If history is taken into account, this series is over. To wit: No team in the NBA Finals has ever overcome a 3-1 deficit. The potential clincher is Game 5 on Thursday back in Miami. If OKC pulls out a victory, the series shift back to Oklahoma City.
The Thunder are in a desperate state because, just like in the last three games, all losses, their youth showed in late-game execution. Meanwhile, the Heat just got it done. It was not quite the New York Knicks’ Willis Reed coming out of the Madison Square Garden tunnel with a wretched knee in 1969 or even Michael Jordan’s “flu game” when the Chicago Bulls won on the road in Utah in 1998.
But James did pull himself together after having to leave the game with cramps late. He stumbled to the court on a drive midway through the fourth quarter, staying on the offensive end of the floor as the Heat regained possession on a blocked shot, and he made a short jumper that made it 92-90. After Westbrook, who had 43 points, missed a jumper, the Heat called timeout as James gingerly went to the court. Unable to walk off, he was carried to the sideline by a pair of teammates.
He returned to a huge roar with a little over 4 minutes left and the Heat down two, and after Chris Bosh tied it, James slowly walked into a pull-up 3-point attempt—perhaps doing so knowing he couldn’t drive by anyone—and drilled it. Miami had the lead for good.
”I was just trying to make a play,” James (26 points, 12 assists, nine rebounds) said. ”If I was out on the floor, I wanted to try to make a play with the limited mobility I had at that time, and I was happy I was able to come through.”
Mario Chalmers came through for the Heat in a big way.
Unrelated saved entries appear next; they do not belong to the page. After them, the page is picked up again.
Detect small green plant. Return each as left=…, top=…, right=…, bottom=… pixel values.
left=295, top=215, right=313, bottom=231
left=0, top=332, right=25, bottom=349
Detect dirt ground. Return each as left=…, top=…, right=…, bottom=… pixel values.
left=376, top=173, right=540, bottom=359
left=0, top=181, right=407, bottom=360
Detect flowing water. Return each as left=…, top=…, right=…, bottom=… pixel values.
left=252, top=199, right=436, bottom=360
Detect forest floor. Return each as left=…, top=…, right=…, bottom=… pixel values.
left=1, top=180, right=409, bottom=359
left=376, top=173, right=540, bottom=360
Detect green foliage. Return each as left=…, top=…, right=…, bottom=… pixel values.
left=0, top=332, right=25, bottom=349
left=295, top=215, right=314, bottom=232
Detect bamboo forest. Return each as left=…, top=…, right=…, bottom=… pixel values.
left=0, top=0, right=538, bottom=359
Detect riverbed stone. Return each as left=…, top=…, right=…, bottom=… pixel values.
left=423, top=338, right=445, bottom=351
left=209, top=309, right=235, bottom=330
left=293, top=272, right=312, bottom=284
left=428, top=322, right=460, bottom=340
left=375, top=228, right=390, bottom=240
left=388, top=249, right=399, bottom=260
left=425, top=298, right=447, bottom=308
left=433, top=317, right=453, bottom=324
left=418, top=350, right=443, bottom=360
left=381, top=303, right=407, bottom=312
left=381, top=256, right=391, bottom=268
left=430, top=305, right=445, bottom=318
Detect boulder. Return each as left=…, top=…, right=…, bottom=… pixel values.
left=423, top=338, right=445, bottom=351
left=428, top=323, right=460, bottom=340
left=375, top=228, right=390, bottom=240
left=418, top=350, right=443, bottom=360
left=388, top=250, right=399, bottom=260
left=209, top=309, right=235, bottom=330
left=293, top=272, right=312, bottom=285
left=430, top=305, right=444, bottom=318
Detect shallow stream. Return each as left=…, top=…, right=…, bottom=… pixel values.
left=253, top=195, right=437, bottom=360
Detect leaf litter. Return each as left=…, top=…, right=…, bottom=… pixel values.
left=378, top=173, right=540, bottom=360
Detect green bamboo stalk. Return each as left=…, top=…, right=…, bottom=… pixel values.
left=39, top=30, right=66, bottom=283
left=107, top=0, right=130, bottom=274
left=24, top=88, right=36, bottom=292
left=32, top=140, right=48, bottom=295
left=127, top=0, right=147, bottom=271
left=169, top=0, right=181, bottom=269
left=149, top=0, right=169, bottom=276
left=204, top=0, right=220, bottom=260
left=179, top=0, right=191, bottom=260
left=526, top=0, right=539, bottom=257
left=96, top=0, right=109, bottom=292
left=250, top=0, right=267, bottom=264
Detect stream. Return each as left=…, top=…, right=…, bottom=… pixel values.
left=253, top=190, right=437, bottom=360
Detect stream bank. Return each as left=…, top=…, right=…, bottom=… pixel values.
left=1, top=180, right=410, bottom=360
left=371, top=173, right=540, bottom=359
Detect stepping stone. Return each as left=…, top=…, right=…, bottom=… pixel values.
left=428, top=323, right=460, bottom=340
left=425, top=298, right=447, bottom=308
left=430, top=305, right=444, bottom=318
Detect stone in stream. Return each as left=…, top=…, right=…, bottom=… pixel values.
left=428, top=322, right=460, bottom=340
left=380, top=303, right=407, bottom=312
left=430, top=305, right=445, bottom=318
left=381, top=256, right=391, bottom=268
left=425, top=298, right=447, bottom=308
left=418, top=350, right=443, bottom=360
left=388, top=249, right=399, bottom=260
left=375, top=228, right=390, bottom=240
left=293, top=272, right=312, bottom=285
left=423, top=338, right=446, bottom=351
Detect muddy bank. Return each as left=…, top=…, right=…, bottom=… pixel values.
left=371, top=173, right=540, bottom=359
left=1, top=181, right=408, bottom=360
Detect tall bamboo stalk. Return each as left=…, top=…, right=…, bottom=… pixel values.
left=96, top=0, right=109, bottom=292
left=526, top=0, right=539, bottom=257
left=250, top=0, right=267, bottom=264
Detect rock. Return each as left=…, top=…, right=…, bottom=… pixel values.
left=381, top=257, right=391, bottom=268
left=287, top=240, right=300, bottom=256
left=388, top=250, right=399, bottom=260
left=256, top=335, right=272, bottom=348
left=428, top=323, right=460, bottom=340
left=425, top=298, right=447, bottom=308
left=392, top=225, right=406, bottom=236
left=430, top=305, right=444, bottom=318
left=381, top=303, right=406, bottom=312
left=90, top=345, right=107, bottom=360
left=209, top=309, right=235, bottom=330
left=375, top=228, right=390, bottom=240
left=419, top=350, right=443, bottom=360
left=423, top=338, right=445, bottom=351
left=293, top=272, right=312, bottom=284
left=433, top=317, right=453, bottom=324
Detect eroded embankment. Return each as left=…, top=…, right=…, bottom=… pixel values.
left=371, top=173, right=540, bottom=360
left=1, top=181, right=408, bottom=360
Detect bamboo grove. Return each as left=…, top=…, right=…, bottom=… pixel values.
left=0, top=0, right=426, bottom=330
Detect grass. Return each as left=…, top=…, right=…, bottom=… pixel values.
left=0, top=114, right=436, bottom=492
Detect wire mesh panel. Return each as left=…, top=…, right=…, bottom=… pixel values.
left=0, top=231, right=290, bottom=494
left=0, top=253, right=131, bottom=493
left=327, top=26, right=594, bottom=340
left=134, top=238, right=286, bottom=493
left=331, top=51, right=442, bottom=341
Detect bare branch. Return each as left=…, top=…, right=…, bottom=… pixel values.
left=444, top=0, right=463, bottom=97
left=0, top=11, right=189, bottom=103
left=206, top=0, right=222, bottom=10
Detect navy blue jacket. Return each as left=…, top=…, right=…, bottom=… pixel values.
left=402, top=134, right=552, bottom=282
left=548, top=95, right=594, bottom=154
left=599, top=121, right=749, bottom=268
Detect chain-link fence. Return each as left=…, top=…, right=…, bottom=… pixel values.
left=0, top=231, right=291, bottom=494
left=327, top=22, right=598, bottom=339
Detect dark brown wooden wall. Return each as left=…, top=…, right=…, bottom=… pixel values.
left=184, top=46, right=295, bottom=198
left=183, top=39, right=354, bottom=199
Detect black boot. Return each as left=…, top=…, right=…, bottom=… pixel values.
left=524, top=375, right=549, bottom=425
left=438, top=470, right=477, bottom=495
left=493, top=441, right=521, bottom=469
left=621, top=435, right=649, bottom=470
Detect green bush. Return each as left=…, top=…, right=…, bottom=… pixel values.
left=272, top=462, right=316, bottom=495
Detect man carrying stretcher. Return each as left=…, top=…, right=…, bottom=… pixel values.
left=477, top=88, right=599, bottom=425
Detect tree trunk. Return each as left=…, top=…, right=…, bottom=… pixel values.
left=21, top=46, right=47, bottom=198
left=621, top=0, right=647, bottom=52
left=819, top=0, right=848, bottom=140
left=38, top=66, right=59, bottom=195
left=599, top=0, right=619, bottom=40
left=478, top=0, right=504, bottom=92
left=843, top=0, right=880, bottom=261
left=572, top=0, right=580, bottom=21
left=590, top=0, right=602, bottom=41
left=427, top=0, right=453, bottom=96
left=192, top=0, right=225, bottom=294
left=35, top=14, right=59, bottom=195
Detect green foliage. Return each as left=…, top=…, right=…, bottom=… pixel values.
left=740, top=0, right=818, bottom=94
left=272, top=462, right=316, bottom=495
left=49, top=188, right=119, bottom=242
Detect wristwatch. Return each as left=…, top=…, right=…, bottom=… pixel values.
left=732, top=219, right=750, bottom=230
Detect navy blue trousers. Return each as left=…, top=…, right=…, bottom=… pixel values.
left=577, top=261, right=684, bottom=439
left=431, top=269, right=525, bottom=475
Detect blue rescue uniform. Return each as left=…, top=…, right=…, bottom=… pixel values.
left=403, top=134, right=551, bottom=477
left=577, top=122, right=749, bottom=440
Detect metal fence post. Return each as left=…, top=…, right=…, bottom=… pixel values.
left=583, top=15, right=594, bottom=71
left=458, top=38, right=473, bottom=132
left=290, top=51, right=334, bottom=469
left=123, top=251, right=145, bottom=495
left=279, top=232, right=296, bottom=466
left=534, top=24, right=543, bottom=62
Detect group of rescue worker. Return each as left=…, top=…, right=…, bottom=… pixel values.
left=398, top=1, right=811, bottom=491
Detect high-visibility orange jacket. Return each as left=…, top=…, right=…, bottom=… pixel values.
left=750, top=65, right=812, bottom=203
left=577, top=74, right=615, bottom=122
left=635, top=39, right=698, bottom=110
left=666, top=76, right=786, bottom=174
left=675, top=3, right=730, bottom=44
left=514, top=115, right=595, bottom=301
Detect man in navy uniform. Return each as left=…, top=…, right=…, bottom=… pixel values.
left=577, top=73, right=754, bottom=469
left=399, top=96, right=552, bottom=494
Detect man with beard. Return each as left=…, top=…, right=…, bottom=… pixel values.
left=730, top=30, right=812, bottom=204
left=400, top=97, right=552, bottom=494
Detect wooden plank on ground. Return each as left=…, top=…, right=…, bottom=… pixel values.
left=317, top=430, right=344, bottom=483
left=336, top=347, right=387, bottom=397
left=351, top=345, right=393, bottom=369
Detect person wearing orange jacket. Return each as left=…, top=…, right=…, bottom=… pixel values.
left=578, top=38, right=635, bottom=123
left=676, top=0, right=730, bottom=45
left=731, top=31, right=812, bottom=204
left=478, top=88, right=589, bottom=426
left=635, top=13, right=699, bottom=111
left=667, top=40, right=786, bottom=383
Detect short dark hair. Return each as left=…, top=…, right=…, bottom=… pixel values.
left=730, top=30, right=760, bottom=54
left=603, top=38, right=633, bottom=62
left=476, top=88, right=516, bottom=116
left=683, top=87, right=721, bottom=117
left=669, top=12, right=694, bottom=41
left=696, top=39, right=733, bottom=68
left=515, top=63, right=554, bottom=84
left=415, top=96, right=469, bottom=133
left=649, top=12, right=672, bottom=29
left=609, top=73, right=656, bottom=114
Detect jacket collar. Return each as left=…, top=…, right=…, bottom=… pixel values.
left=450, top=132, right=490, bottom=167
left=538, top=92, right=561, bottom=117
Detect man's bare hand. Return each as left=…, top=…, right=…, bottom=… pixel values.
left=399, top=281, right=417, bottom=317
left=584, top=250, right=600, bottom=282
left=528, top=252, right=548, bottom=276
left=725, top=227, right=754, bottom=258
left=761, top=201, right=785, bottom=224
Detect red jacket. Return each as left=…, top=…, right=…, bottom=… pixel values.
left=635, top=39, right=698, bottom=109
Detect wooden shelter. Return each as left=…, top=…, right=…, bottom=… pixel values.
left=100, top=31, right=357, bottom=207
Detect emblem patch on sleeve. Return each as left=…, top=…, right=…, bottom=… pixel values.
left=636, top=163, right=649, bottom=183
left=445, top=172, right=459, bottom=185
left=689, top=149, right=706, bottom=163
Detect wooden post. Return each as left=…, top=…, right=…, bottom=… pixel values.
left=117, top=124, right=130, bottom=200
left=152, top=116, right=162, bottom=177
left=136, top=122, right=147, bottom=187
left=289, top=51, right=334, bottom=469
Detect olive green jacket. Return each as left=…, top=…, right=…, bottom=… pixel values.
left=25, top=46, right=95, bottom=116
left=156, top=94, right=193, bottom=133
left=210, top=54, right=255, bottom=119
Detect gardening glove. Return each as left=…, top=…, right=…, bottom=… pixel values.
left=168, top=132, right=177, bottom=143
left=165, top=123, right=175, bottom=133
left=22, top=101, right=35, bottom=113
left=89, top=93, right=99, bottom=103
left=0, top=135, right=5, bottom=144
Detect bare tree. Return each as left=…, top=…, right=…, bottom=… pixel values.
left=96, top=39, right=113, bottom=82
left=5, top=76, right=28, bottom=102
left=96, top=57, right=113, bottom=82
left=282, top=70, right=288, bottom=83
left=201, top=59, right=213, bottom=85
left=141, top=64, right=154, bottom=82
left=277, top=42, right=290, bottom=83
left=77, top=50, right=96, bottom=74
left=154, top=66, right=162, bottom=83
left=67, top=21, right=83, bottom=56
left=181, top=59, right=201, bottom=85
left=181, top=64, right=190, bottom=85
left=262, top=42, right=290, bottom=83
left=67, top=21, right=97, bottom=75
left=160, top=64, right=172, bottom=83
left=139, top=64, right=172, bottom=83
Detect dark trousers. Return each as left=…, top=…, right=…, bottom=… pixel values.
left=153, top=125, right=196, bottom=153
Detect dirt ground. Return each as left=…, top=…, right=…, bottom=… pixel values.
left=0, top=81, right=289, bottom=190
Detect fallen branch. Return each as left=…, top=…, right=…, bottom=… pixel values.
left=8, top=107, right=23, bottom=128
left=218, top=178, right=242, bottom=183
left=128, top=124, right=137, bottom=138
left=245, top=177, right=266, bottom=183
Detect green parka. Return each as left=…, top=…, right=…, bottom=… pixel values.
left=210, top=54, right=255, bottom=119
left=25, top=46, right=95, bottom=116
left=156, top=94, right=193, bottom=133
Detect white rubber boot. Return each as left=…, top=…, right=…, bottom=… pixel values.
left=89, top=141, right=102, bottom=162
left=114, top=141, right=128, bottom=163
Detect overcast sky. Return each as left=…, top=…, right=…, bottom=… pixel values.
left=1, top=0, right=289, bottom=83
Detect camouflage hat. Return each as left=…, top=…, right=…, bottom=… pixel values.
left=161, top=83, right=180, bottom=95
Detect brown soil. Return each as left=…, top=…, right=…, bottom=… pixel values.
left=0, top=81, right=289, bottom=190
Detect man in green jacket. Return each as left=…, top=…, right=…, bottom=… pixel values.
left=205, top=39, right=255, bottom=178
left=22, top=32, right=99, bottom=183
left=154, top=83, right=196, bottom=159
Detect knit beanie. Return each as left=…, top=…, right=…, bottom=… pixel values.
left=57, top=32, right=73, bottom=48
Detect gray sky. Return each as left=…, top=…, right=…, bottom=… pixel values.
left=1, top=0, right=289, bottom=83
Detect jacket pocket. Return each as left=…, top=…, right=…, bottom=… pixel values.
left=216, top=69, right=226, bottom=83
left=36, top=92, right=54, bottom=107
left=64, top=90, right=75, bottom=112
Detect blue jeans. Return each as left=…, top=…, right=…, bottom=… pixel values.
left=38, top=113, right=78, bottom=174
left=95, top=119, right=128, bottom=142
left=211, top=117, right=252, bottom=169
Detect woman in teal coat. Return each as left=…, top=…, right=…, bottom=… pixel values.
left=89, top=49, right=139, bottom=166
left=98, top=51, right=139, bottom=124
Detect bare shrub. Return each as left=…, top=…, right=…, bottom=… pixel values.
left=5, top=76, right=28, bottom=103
He was guarded early by Kevin Durant as a way of protecting OKC from getting into foul trouble. Chalmers took it as an insult and scored 25 points and was huge in the final moments, when James finally had to be taken out of the game for good.
”I took that as a little sign of disrespect,” Chalmers said.
Said Dwyane Wade, who had 25 points: ”Obviously LeBron James is one of the most dominant players in the game, and he explodes many nights scoring-wise. But we’ve always got his back, and certain nights like tonight when he wasn’t feeling his greatest, you have guys like Mario Chalmers step up, big plays, big moments. That’s what this team is built on, and that’s the reason we’re playing together.”
One more win and James’ nine-year pursuit of a title ends.
”Of course it’s there to think about,” James said. ”I’ll be ready for Game 5.”
For the Thunder, it is another bitter defeat. Charged by Westbrook’s brilliance, they led by 17 early. But they got nothing from James Harden (2-for-10 shooting) and were unable to get quality shots or turned the ball over in the key late moments. Now, they are on the brink.
”We’re going to keep fighting,” said Durant, who had 28 points. ”It’s just frustrating, but we’re going to keep fighting. That’s how we’ve been since I got here.”